Fifteen police officers were hurt in a similar incident last month when about 800 people stormed the border fence with shears and hammers. Five hundred and eighty-six of the 602 people who made it across the border were taken to a temporary reception center.
"In an attempt to stop the Guardia Civil getting close to the break-in area, the migrants…[pelted] officers with plastic containers of excrement and quicklime, stick and stones, as well as using aerosols as flame-throwers," the Guardia Civil said in a statement at the time, according to The Guardian.

Every year, migrants attempt to cross barbed wire fences into Ceuta and Melilla, another Spanish enclave to the east, reported AP.

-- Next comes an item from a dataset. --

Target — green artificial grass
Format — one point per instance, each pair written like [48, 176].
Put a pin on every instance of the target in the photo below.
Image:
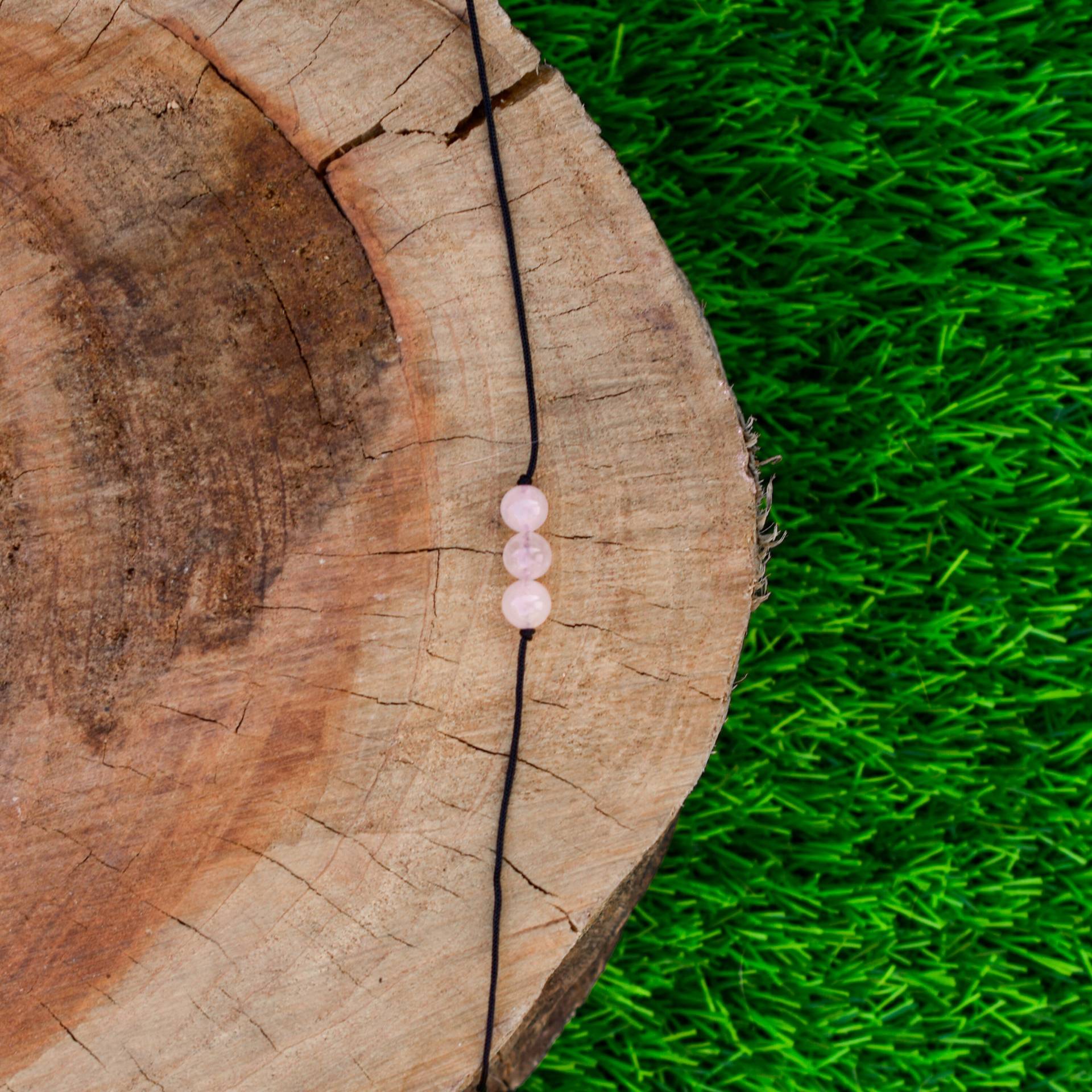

Thousands of migrants have entered Spain this year having traveled across the Mediterranean Sea. According to the International Organization For Migration, "63,142 migrants and refugees entered Europe by sea in 2018 through August 16, with 26,350 to Spain, the leading destination this year."
Officials in southern Spain are beginning to worry because they don't have the means to manage the arriving people.
"We've never, ever, ever had 1,000 migrants arriving in Spain each weekend. And all this could just be for starters: There's a lot of the summer left and there are thousands and thousands of migrants arriving on the coasts of North Africa and thousands and thousands more who have been waiting to cross for months or years," said José Ignacio Landaluce, the mayor of Algeciras, reported The Guardian.